A keen look at the biblical narrative reveals that maturity in the scriptures appears less a matter of age and more a factor of obedience – the zeal to hear and obey God. This maturity-by-obedience presents an opportunity for the church to intentionally open up their top leadership for young people.

But even with biblical narratives full of young people on the frontline on God’s mission, the church still lags behind when it comes to young clergy at the helm of denominational leadership. The perspective that young people have no capacity to lead whole denominations must be weighed against the question of the capacity of young people to hear and follow the voice of God. If young people can hear and follow the voice of God then the argument of their inability to take top leadership of denominational formations becomes an institutional one. 
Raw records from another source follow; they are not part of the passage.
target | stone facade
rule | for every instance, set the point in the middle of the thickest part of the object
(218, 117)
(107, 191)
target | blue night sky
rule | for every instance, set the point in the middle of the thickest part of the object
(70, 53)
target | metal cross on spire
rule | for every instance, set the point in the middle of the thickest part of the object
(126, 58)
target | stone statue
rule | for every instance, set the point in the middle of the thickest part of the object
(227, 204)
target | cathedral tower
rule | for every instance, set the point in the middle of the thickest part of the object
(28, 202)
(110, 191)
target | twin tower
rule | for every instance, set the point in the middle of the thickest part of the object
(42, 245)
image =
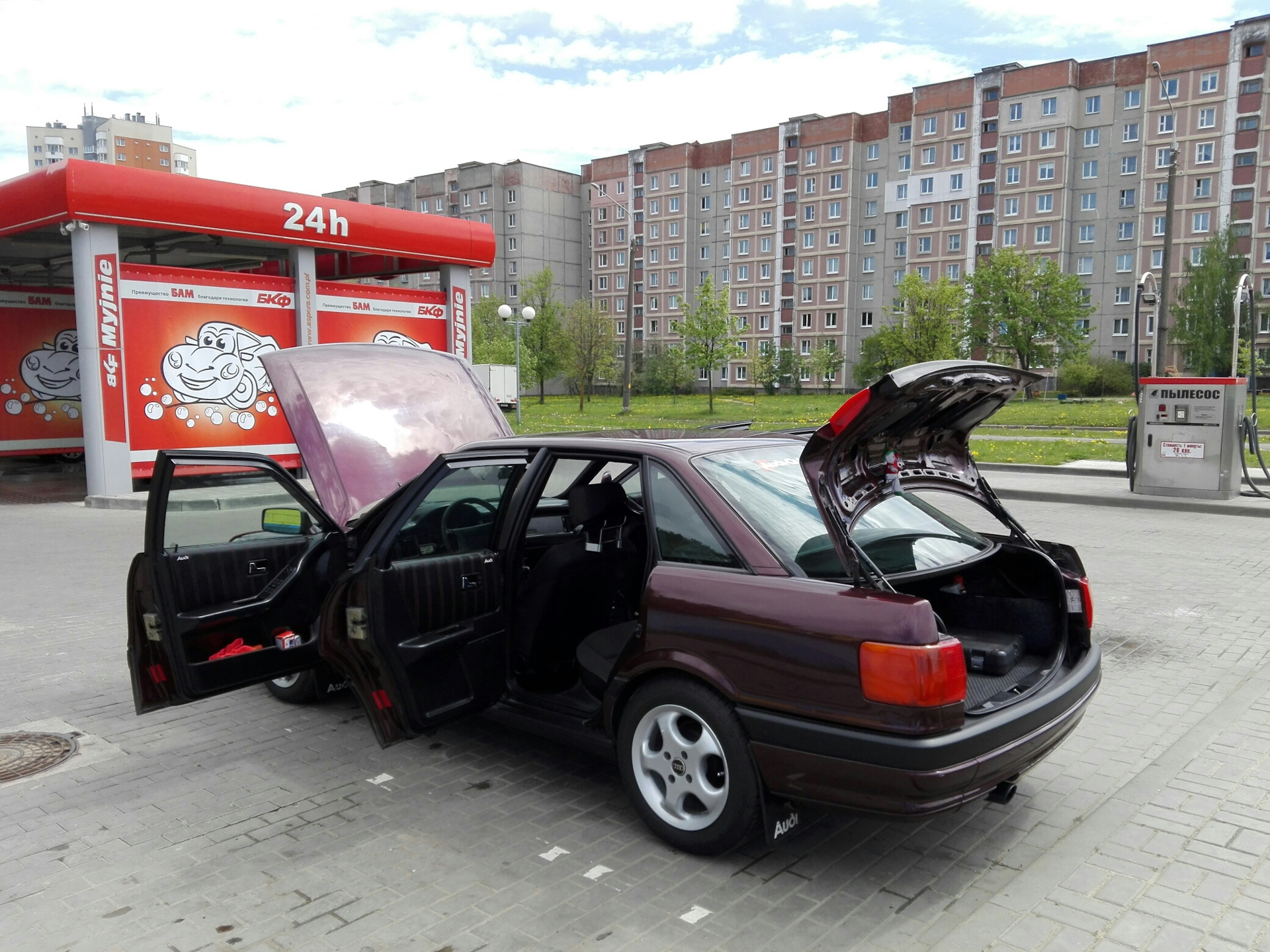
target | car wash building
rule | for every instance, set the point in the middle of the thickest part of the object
(135, 307)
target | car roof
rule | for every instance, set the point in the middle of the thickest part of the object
(665, 444)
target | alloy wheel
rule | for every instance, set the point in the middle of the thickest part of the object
(680, 767)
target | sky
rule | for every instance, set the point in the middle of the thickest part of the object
(313, 97)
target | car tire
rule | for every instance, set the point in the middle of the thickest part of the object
(685, 761)
(299, 688)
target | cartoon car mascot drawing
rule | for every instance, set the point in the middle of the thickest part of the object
(399, 339)
(52, 372)
(222, 366)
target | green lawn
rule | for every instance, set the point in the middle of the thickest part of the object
(780, 412)
(560, 414)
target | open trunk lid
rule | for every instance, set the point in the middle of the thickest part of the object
(925, 413)
(368, 418)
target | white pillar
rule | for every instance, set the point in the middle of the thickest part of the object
(95, 263)
(304, 270)
(456, 282)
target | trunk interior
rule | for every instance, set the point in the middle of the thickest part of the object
(1009, 612)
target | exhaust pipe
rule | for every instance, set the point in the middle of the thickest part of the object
(1003, 793)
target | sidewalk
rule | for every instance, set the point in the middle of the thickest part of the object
(1103, 484)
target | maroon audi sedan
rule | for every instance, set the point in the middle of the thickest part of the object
(751, 625)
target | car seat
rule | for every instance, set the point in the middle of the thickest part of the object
(587, 583)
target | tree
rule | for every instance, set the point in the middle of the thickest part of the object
(766, 368)
(826, 362)
(588, 347)
(1025, 310)
(927, 325)
(666, 370)
(1203, 317)
(709, 332)
(493, 339)
(541, 338)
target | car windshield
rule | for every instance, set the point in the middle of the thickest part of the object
(901, 534)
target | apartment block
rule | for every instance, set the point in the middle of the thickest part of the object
(813, 221)
(117, 141)
(536, 214)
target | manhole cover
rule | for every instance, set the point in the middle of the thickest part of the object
(23, 754)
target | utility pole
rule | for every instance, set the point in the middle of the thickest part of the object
(1161, 361)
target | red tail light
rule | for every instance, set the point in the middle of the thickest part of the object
(913, 676)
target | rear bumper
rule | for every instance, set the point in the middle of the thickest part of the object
(902, 776)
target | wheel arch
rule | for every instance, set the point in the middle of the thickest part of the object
(656, 664)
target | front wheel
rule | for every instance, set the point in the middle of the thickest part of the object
(685, 761)
(300, 688)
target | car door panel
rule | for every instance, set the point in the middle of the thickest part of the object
(202, 584)
(429, 639)
(230, 573)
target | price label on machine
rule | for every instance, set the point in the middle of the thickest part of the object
(1181, 451)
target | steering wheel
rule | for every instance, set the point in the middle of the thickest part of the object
(447, 534)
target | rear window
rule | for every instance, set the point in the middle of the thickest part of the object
(901, 534)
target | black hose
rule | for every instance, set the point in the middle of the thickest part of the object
(1130, 451)
(1249, 428)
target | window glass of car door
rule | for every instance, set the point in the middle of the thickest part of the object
(207, 507)
(456, 516)
(683, 531)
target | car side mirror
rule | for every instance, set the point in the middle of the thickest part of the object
(286, 522)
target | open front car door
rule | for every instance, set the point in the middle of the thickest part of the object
(238, 560)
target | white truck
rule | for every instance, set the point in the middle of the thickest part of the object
(501, 382)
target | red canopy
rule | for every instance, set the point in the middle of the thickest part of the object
(116, 194)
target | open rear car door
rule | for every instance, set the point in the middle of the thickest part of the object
(238, 560)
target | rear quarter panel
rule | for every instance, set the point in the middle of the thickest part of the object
(783, 644)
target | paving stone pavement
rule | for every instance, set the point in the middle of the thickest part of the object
(241, 823)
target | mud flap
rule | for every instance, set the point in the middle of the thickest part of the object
(783, 820)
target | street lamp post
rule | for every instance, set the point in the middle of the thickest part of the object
(1162, 310)
(1242, 296)
(630, 310)
(1143, 298)
(524, 320)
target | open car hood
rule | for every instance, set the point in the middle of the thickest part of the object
(925, 413)
(368, 418)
Even their capacity to lead whole institutions should be evaluated against how other contemporary institutions are engaging young people in leadership. A glance at top corporations in Kenya quickly demonstrates that young people are increasingly being entrusted with leadership in the private and public sectors. In the corporate approach, youthfulness does not connote inability. Appropriate empowerment builds youth ability and trustworthy capacity. From this view, the church should not deal with the question of youth ability but address internal mechanisms invested to build the capacity of young clergy to run whole institutions.

Church conversations around youth and leadership often land in places where young people should not be granted leadership only on the premise that they are young. Youthfulness is not received as a sufficient reason to give people responsibility. But this view needs to be informed by the maturity-by-obedience perspective.

Readiness to willfully seek and follow God’s will is the true mark of spiritual maturity. When obedience to God is the standard, even experienced clergy may find themselves in the bracket of immature. Spiritually speaking, experience without a commensurate obedience questions suitability. It is this obedience equation that grants young people total leadership legitimacy.

Subordinating age to godly obedience is bound to disrupt the existing church leadership traditions. But often new traditions come with disruption. Reorganisation of an older order will soon get tiring with hardly anymore creativity achievable. At that tired point, only a radical disruption will do. Disrupting top leadership by including young clergy may be a prime doorway to give the church a much desired new kick for new contexts.  

But we must be careful not to fall into the youth romanticisation trap – where abilities of young people are exaggerated. Young people on their own cannot be the whole. Other members of the community are critical too. A well-discerned hybrid between the experience of the old and the curiosity of the young is essential. Seeing young clergy positively does not mean ignoring their slippery side. Youthful pride often stands in the way when young people baptise themselves the most superior demographic. Such arrogance makes them see positions of authority more as a right to be granted than a responsibility to be earned.

To give credit where it is due, the church is doing well in terms of ordaining youthful clergy. In some denominational formations, a majority of pastors are aged below 40 years, with the older few being in their early 50s. But this youthfulness can remain underutilised and invisible if young clergy are mentored on an old-time religion devoid of prophetic foresight. 

Numerous young pastors preach in pulpits every week and many youth leaders’ networks exist. But they remain largely in the background and their voice on the social-political dimension of the community does not have a consistent authoritative public platform.

Yet they uniquely embody the experience, feel and language of the present. Armed with a thoroughgoing obedience to God, young clergy need to take their place on the foreground to give their evaluation of the present and articulate their vision for the future community.